As all pet-owning tenants know, most leases and rental agreements contain no-pets clauses. Such provisions are legal everywhere, and, when a tenant violates a no-pets clause, landlords may terminate the tenancy. Most courts will order an eviction when a tenant who violates the clause refuses to move out or get rid of the pet.
In the following situations, however, landlords might not be successful in enforcing a no-pets clause.
Even though landlords may refuse to rent to someone with a pet, it's harder for a landlord to change the rules if a tenant already has a pet. The landlord's legal right to change the terms of the tenancy usually depends on whether you signed a rental agreement or a lease.
A landlord who doesn't object to a tenant's pet for several months or years might lose the right to enforce a written no-pets clause: A court could decide that by not acting promptly, the landlord waived the right to object. (Be aware, however, that some leases contain a "no-waiver clause," in which landlords reserve their right to enforce a term of the lease at any time—even when they haven't enforced it in the past. Courts don't have to enforce a no-waiver clause, but having one in the lease might boost a landlord's position.)
How long landlords can wait without effectively waiving their right to enforce depends on the circumstances. Courts have held that a few days' delay isn't too long. But a tenant who has had a pet for several months or a year might have a strong legal argument for getting to keep it. Also, local law might impose a timeframe on how long landlords have to take action—for example, in New York City, a landlord has three months after finding out about a tenant's pet to start enforcing a no-pets clause. If the clause isn't enforced during that period, the landlord loses the right to enforce it (unless the pet is a nuisance). The ordinance mentions only leases; it doesn't say whether or not a landlord who has allowed a pet can enforce a no-pets clause in a month-to-month rental agreement.
What if a landlord or manager tells you it's all right to move in with a pet, even though the lease you signed says no pets are allowed? If you relied on the landlord's promise that it was okay—perhaps by acquiring a dog, or choosing the apartment because you could bring your cat—a court might rule that the landlord could not later try to get out of the agreement. In the end, it comes down to basic fairness.
For example, a New Jersey court ruled that tenants who had kept a dog for more than ten years could not be kicked out of their apartment because they refused to accept a no-pets clause when they renewed the lease. The apartment manager had told the tenants that they could have a dog because they were such good tenants. The court found that because the tenants had relied on that promise, buying and becoming attached to a purebred dog, they should not have to get rid of their pet "on the basis of a landlord's whim or caprice." (Royal Associates v. Concannon, 490 A.2d 357 (N.J. Super. 1985).)

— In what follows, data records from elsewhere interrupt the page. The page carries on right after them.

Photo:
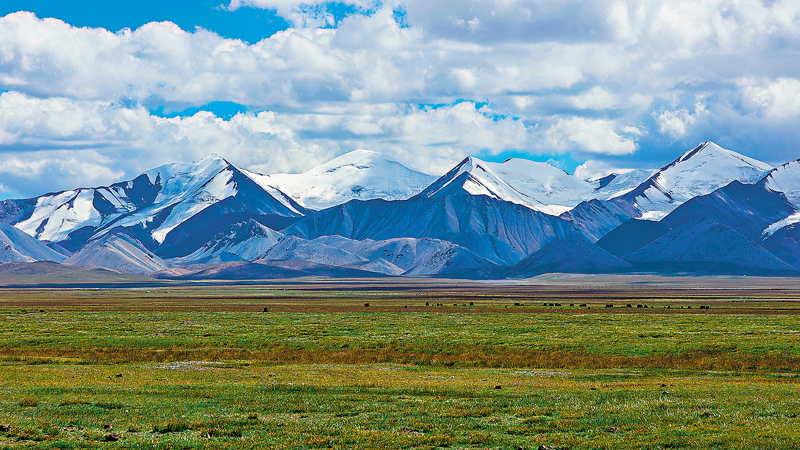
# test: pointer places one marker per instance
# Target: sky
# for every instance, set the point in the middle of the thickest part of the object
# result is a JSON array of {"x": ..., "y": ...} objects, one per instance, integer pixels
[{"x": 93, "y": 92}]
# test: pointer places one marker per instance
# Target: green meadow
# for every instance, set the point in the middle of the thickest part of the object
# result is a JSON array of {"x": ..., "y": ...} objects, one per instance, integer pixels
[{"x": 493, "y": 367}]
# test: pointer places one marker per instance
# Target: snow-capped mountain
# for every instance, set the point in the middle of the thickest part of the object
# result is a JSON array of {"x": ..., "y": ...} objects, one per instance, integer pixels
[
  {"x": 536, "y": 185},
  {"x": 707, "y": 247},
  {"x": 496, "y": 230},
  {"x": 158, "y": 203},
  {"x": 616, "y": 184},
  {"x": 16, "y": 246},
  {"x": 243, "y": 241},
  {"x": 360, "y": 174},
  {"x": 699, "y": 171},
  {"x": 786, "y": 178},
  {"x": 364, "y": 215}
]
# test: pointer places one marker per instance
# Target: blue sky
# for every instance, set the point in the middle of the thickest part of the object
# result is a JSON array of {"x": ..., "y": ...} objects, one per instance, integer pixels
[{"x": 92, "y": 92}]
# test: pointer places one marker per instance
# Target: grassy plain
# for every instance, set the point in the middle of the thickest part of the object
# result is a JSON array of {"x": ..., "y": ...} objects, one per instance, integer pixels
[{"x": 493, "y": 367}]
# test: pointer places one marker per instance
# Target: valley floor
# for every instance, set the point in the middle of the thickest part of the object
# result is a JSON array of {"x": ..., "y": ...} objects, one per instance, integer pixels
[{"x": 309, "y": 365}]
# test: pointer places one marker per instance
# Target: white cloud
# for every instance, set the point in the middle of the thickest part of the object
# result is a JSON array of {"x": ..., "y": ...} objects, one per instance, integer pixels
[
  {"x": 678, "y": 123},
  {"x": 589, "y": 135},
  {"x": 593, "y": 169},
  {"x": 778, "y": 99},
  {"x": 607, "y": 77},
  {"x": 595, "y": 98}
]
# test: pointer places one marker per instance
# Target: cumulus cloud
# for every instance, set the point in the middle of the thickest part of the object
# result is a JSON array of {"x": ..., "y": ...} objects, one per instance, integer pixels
[
  {"x": 593, "y": 169},
  {"x": 589, "y": 78},
  {"x": 678, "y": 123},
  {"x": 772, "y": 98},
  {"x": 590, "y": 135}
]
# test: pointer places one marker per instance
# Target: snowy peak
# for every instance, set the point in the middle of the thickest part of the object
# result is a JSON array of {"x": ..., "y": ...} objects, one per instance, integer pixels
[
  {"x": 699, "y": 171},
  {"x": 156, "y": 203},
  {"x": 360, "y": 174},
  {"x": 536, "y": 185},
  {"x": 16, "y": 246},
  {"x": 786, "y": 178},
  {"x": 710, "y": 154}
]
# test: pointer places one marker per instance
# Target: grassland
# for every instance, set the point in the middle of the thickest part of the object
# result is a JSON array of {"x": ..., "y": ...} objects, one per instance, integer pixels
[{"x": 493, "y": 367}]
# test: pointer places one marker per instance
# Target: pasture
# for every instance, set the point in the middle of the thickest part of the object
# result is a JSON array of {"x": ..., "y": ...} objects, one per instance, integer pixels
[{"x": 309, "y": 365}]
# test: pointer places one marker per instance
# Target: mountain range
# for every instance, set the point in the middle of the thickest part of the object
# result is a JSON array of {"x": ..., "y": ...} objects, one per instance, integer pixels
[{"x": 710, "y": 211}]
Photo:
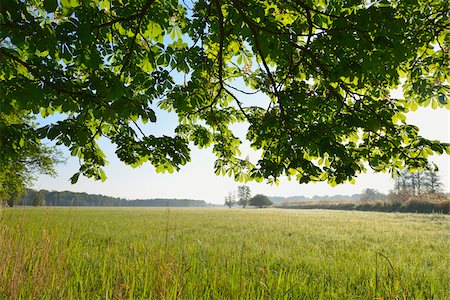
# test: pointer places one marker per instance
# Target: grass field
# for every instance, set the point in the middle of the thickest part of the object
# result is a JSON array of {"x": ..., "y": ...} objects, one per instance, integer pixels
[{"x": 143, "y": 253}]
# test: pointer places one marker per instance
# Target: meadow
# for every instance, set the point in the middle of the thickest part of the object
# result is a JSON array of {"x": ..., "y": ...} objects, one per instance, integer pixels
[{"x": 160, "y": 253}]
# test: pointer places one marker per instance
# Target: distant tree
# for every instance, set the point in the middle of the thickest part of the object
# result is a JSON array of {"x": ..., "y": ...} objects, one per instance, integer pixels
[
  {"x": 38, "y": 199},
  {"x": 22, "y": 156},
  {"x": 230, "y": 200},
  {"x": 432, "y": 182},
  {"x": 244, "y": 195},
  {"x": 416, "y": 183},
  {"x": 371, "y": 194},
  {"x": 260, "y": 201}
]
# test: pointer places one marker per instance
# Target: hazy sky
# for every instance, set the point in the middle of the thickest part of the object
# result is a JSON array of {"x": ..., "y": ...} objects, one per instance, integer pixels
[{"x": 197, "y": 180}]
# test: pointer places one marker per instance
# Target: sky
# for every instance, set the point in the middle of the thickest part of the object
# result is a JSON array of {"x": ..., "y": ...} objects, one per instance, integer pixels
[{"x": 197, "y": 180}]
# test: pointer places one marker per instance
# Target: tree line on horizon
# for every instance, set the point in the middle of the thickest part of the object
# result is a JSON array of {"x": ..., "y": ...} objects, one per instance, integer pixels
[{"x": 67, "y": 198}]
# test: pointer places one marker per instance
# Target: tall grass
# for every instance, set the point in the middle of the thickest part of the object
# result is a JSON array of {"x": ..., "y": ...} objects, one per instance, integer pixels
[{"x": 131, "y": 253}]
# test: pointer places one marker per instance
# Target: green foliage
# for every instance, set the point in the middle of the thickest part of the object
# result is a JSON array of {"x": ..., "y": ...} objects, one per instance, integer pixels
[
  {"x": 371, "y": 194},
  {"x": 66, "y": 198},
  {"x": 260, "y": 201},
  {"x": 415, "y": 183},
  {"x": 243, "y": 195},
  {"x": 221, "y": 254},
  {"x": 230, "y": 200},
  {"x": 38, "y": 199},
  {"x": 22, "y": 156},
  {"x": 327, "y": 67}
]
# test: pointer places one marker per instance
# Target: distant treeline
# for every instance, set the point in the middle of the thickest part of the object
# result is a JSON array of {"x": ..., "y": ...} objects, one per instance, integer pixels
[
  {"x": 412, "y": 206},
  {"x": 354, "y": 197},
  {"x": 66, "y": 198}
]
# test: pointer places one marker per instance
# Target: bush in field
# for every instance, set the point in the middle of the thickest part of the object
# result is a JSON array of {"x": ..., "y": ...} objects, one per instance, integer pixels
[
  {"x": 230, "y": 200},
  {"x": 243, "y": 195},
  {"x": 260, "y": 201},
  {"x": 372, "y": 194}
]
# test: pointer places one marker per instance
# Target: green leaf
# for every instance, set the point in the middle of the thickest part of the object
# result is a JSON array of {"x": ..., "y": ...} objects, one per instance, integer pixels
[{"x": 50, "y": 5}]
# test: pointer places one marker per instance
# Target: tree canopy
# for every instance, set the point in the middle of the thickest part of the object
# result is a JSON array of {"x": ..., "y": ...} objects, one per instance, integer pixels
[
  {"x": 327, "y": 68},
  {"x": 21, "y": 160}
]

Service animals are allowed in rental housing, regardless of a no-pet policy. A service animal is one that is trained to perform a task directly related to the person's disability. Federal law states that dogs and miniature horses can be service animals. Examples of service dogs include guide dogs, hearing dogs, psychiatric service dogs, and seizure response dogs.
But even tenants who don't require a service animal might have a special need for an emotional support and comfort or companion animal (an "ESA"). In some situations, the tenant's need might prevail over a landlord's wish to enforce a no-pets clause. If the tenant is a person with a disability, and the ESA provides assistance that enables the tenant to live safely and equally in the rental, the landlord might have to make reasonable accommodations for the tenant and allow the ESA despite a no-pets policy. Each situation is unique, though, and landlords are allowed to put reasonable conditions on their approval of an ESA. For example, a landlord may decline to allow a noisy parrot on the grounds it disturbs other tenants, but might not be able to decline a miniature pig without good reason.
You don't want to go to court to argue about any of these theories if you can possibly avoid it. So if a landlord tries to get rid of you or your pet, try to work things out. You might end up paying a little more rent or putting down a bigger security deposit, but it will be cheaper than court.
If you need some help negotiating, try a community mediation center or the local humane society, which might provide mediators specifically for landlord-tenant disputes about pets. If negotiations seem pointless or you're unsure whether you're in violation of a no-pets policy, consider contacting a local landlord-tenant attorney to discuss your situation.